Horticulture Research 11,
Article number: uhad261 (2024)
doi: https://doi.org/10.1093/hr/uhad261
Views: 25

Received: 09 Aug 2023
Accepted: 26 Nov 2023
Published online: 13 Dec 2023

Abstract

Clubroot disease caused by Plasmodiophora brassicae (P. brassicae) severely threatens the cultivation of Cruciferous plants, especially Chinese cabbage. Recently, resistance genes in plants have been reported to encode for a Ca2+-permeable channel in the plasma membrane, which can mediate the cytosolic Ca2+ increase in plant cells upon pathogen attack. However, the downstream Ca2+ sensor and decoder are still unknown. In this study, we identified the virulent and avirulent P. brassicae isolates (Pbs) of two near isogenic lines, CR 3–2 and CS 3–2, with CR 3–2 harboring clubroot resistant gene BraCRa.
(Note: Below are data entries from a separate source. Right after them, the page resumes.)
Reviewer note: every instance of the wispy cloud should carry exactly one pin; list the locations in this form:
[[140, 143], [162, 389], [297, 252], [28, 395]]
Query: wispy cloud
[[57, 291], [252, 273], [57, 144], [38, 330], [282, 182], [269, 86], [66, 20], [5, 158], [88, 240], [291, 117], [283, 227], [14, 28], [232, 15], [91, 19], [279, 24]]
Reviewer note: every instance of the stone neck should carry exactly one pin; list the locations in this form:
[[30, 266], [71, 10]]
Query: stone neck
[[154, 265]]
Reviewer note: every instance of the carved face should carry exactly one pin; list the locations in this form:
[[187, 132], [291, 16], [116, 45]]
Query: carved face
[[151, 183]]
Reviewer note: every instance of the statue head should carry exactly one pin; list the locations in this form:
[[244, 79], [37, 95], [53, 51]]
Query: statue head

The transcriptomic analysis was then conducted with CR 3–2 after inoculating with virulent isolate PbE and avirulent isolate Pb4. From the differentially expressed genes of transcriptomic data, we identified a Ca2+-sensor encoding gene, BraCBL1.2, that was highly induced in CR 3–2 during infection by Pb4 but not by PbE. Moreover, GUS histochemical staining and subcellular localization analysis revealed that BraCBL1.2 was specifically expressed in the root hair cells of Arabidopsis and encoded a putative Ca2+ sensor localized in the plasma membrane. We also developed an assay to investigate the BraCRa-mediated hypersensitive response (HR) in tobacco leaves. The results suggest that BraCBL1.2 is involved in the BraCRa-mediated plant ETI immune response against P. brassicae. In addition, we verified that overexpression of BraCBL1.2 enhanced clubroot resistance in Arabidopsis. Collectively, our data identified the involvement of a Ca2+ sensor in BraCRa-mediated clubroot resistance in Chinese cabbage, providing a theoretical basis for further research on the resistance of Chinese cabbage to P. brassicae.